Located in a new hill side development in Lake Country, this home was designed for a family who are art collectors with a specific interest in modern art, architecture and abstract art. These interests mixed with the design guidelines for the development led to an approach and opportunity to explore an abstraction of traditional housing components.
One of the main stipulations of the clients was that the roofs not look like a typical pitched roof. We chose to allow each pitch to sail past the opposite pitch creating a drama of colliding forces. The roofs overhang providing shadow and in several areas dropped fascia create a bounding area below which walls and windows shift and angle to address views. These overhangs provide greater shelter from the South East sun exposure in the afternoons.
The house is essentially composed of three interconnecting massing components that are expressed as three tones. There is the main mass of the house on the north side of the property that wrapping around to the rear of the house where it frames the second component at the rear of the house. This second component is the highly glazed areas of the living and dining rooms on the lower floor and the master suite and library on the upper floor. The last component is the inset glazing areas at the front entry of the house and the other window cuts around the perimeter of the house.

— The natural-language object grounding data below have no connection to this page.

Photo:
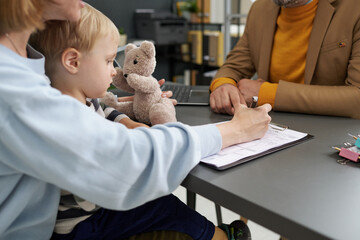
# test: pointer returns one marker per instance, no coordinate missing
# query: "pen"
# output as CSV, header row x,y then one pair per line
x,y
254,101
336,148
354,137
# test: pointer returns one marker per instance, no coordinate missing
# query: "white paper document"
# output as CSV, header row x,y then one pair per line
x,y
273,139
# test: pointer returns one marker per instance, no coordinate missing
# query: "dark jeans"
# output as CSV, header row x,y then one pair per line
x,y
165,213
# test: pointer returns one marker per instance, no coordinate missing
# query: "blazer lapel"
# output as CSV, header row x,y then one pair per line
x,y
270,18
321,23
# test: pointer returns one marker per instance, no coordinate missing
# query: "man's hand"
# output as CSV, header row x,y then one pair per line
x,y
249,88
247,124
224,99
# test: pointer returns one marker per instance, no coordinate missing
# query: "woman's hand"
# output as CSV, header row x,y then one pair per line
x,y
247,124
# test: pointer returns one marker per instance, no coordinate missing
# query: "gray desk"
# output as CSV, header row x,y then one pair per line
x,y
300,192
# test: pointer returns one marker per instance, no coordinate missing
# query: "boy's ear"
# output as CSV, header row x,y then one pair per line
x,y
70,60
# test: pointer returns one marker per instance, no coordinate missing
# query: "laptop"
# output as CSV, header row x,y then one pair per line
x,y
188,95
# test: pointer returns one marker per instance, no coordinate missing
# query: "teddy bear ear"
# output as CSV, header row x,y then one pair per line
x,y
148,48
129,47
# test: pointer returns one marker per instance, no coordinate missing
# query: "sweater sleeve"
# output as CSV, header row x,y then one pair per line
x,y
45,134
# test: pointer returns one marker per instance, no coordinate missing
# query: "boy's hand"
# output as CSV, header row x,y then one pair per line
x,y
132,124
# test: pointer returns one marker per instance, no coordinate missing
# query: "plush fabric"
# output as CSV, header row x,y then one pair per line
x,y
135,77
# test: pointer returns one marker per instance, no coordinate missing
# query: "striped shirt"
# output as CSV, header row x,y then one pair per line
x,y
73,209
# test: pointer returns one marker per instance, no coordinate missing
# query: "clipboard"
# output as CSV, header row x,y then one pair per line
x,y
278,137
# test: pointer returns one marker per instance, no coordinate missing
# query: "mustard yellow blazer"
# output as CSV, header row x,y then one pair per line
x,y
332,72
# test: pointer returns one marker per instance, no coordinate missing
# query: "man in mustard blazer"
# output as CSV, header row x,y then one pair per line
x,y
306,54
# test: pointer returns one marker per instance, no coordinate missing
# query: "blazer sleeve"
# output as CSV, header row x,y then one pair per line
x,y
338,100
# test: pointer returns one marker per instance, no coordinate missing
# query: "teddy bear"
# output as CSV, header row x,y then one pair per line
x,y
148,106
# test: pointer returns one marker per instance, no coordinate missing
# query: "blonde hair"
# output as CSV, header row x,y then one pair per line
x,y
81,35
19,15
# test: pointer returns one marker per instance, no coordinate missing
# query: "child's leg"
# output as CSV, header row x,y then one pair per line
x,y
166,213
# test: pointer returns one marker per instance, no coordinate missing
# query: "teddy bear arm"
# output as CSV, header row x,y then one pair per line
x,y
120,82
144,84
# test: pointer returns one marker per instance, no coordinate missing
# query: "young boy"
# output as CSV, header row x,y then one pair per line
x,y
79,62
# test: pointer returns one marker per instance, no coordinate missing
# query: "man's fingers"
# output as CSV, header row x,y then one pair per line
x,y
161,82
267,107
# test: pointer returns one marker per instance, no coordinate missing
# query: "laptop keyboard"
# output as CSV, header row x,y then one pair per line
x,y
180,92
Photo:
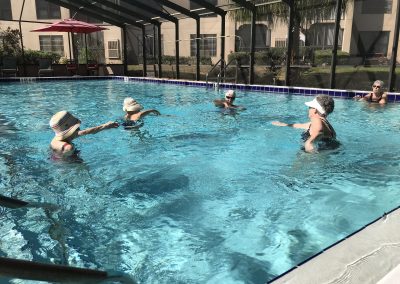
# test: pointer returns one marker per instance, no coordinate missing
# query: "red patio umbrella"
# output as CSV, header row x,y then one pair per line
x,y
71,26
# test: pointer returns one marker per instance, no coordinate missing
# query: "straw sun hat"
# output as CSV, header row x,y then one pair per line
x,y
131,105
64,124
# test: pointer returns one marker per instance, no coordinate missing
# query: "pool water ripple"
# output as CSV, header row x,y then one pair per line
x,y
196,195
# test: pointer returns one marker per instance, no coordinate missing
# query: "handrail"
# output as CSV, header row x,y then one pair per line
x,y
215,65
223,70
30,270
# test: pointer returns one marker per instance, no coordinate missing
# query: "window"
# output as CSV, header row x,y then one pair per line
x,y
113,49
280,42
208,45
51,43
322,35
243,38
377,6
371,43
5,10
46,10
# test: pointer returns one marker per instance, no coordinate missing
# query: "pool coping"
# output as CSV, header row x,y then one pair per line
x,y
369,255
301,91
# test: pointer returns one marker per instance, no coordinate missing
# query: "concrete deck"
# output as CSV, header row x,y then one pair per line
x,y
371,255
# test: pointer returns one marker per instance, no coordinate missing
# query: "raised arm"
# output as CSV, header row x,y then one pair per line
x,y
219,103
383,100
294,125
94,130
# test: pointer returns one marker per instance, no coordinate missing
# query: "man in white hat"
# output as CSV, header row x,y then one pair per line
x,y
319,128
227,103
66,128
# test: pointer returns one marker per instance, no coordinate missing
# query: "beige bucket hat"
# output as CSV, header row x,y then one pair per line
x,y
131,105
64,124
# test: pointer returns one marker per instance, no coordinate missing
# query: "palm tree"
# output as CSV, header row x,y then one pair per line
x,y
305,12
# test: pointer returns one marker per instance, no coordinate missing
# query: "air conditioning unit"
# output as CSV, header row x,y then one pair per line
x,y
113,49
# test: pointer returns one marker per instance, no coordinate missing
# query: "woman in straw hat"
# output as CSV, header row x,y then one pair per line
x,y
318,129
66,128
227,103
133,113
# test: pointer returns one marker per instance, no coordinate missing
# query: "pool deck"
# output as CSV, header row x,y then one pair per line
x,y
372,255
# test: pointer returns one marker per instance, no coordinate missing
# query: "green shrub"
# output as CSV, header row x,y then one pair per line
x,y
32,56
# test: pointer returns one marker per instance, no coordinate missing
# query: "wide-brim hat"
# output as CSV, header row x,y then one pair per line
x,y
315,104
230,93
64,124
131,105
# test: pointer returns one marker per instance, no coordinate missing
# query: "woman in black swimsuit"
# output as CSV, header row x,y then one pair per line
x,y
319,128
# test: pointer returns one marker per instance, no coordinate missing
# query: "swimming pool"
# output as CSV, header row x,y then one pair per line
x,y
196,195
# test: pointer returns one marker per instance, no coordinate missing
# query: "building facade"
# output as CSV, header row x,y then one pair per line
x,y
367,29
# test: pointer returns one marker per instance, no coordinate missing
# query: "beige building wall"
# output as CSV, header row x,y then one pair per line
x,y
354,21
31,39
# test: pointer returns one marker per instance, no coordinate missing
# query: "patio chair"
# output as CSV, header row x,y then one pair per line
x,y
92,67
45,68
9,66
72,66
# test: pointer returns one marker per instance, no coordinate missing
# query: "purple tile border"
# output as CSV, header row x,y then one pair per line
x,y
300,91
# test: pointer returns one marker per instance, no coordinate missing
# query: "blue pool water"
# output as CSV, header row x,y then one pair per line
x,y
196,195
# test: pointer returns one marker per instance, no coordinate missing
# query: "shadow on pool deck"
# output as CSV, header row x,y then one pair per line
x,y
371,255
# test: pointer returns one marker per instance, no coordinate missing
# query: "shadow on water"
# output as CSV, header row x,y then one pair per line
x,y
6,128
250,270
301,246
154,184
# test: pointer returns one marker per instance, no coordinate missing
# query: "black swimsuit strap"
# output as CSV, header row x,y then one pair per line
x,y
329,126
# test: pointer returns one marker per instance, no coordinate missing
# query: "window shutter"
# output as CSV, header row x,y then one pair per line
x,y
113,49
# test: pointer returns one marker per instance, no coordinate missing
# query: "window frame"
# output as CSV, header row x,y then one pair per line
x,y
206,40
49,8
52,39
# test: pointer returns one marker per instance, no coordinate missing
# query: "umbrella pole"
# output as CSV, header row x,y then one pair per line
x,y
69,45
86,49
87,71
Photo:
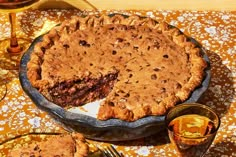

As art collectors the need for a gallery space was of the upmost importance and it takes an important position at the entry to the house. The space sweeps up to a double volume height and focuses on the main stair of the house and through to the living room and beyond to the swimming pool in the yard. A library and the master bedroom overlook the lower floor. A balcony from the library provides an elevated sitting area to appreciate the views of the valley to the south and the farmer fields and orchards to the east. And the poll on the lower floor extends and connects the house into the landscape.